Problem

Orderbook-based exchanges are currently dominating DeFi, with volumes and user numbers growing at a high rate. A critical factor in an orderbook exchange’s success is the liquidity it can attract, yet many current liquidity models are inefficient, limiting DeFi's full potential.

Traditionally, order books rely on sophisticated participants known as market makers, who play a crucial role in ensuring traders can transact smoothly on an exchange. Market makers maintain liquidity by continuously quoting bid and ask limit orders, adjusting prices quickly in response to market conditions and changes in their own inventory. These strategies are both complex and challenging to execute profitably, yet they are essential for the success of an exchange and the experience of its traders.

However, most market makers require private retainers and credit lines from exchanges to cover their costs. This includes 1) compensating for the opportunity cost of the liquidity they commit, 2) covering the significant overhead costs associated with market making, and 3) achieving profitability. These dependencies make market-making an expensive proposition and can misalign the incentives between the exchange and the market maker. Currently in DeFi there are few common models to attract market making liquidity:

  • Private retainers with market makers are expensive to an exchange and potentially token-holders. These retainers are fundamentally misaligned with an exchange. If paid in tokens, then the retainers will result in a downward pressure of the token, as the market makers are not aligned to stay on the exchange.
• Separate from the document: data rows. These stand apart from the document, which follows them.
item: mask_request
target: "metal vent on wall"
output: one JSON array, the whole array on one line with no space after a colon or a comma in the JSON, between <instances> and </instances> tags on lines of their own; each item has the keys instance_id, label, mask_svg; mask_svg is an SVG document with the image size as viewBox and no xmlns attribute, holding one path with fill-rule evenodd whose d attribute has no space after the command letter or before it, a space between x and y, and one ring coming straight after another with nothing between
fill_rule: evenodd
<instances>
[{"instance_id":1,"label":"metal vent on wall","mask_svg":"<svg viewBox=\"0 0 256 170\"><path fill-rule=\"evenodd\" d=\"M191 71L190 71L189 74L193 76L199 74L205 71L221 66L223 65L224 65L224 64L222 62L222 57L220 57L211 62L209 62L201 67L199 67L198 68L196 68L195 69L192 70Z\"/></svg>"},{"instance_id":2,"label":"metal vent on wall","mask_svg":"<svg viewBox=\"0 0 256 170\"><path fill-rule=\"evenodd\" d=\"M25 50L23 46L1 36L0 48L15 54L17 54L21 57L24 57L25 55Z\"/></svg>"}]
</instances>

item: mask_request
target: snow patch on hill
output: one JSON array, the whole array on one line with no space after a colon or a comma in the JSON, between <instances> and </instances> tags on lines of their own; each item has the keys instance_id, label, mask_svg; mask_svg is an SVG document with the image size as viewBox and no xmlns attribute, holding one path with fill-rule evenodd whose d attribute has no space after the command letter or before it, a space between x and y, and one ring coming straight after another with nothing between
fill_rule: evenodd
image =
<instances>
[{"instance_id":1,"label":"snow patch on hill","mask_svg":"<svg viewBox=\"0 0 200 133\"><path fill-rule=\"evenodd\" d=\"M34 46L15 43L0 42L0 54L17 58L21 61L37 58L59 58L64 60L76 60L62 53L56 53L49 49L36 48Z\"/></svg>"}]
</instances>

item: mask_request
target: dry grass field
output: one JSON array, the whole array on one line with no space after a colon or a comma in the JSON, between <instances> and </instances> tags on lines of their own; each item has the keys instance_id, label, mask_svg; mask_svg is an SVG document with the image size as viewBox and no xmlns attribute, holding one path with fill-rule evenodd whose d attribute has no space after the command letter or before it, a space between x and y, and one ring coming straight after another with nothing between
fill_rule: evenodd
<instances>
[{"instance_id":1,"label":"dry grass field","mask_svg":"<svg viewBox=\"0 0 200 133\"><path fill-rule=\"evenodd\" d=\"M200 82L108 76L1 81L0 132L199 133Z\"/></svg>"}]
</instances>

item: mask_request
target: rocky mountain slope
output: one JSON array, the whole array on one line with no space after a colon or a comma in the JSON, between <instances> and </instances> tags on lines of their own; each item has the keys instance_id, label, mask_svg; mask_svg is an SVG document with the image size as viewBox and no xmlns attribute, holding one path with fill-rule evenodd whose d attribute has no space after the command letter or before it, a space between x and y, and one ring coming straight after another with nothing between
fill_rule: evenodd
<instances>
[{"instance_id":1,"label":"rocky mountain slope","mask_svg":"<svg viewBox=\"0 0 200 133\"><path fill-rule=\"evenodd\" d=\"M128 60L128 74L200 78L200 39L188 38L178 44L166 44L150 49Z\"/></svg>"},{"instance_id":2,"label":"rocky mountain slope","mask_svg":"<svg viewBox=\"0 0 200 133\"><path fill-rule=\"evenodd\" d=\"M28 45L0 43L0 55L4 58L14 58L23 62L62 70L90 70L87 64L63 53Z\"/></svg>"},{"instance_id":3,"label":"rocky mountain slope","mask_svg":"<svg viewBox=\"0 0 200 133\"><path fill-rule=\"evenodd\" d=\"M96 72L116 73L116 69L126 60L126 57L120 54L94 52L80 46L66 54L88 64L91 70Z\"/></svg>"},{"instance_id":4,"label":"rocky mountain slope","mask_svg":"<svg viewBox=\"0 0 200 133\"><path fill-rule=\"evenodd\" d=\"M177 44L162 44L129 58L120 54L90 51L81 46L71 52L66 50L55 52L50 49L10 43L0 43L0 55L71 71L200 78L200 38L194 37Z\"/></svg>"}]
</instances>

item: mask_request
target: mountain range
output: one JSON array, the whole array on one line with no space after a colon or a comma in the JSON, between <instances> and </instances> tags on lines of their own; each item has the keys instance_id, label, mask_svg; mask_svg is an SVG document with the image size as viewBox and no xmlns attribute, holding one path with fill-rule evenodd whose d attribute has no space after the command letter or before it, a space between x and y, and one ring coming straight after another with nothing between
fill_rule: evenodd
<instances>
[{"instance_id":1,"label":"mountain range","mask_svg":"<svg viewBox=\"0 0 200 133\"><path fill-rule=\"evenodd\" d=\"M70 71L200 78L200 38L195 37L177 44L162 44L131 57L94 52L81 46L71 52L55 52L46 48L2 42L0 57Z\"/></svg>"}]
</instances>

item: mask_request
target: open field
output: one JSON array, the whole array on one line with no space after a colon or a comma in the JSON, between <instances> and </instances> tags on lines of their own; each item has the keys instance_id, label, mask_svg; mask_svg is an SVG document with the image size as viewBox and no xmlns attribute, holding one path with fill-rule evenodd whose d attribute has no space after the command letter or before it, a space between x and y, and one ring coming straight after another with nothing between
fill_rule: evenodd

  • A common practice on centralised venues is the provision of "credit lines" to market makers. These are essentially legal contracts where an exchange will give market makers money to perform their strategies on an exchange. This is difficult to do in DeFi, as legal contracts are not the base trust assumption.

  • Public rewards attract mercenary capital, and for order book-based exchanges are completely inaccessible to retail participants due to the large overhead associated with running low-latency market making strategies.

Current solutions do not address the problem and are substantially inferior to the performance of a regular market maker, unless the solution is given an edge which would directly penalise traders.

In the current world of DeFi order book-based market making, it looks identical to TradFi with greedy institutions taking advantage of retail traders or insiders given the lion's share. Rysk v2 changes that, removing disgusting TradFi practices and properly aligning incentives between LPs, traders, market makers and exchanges. A quadrilateral win.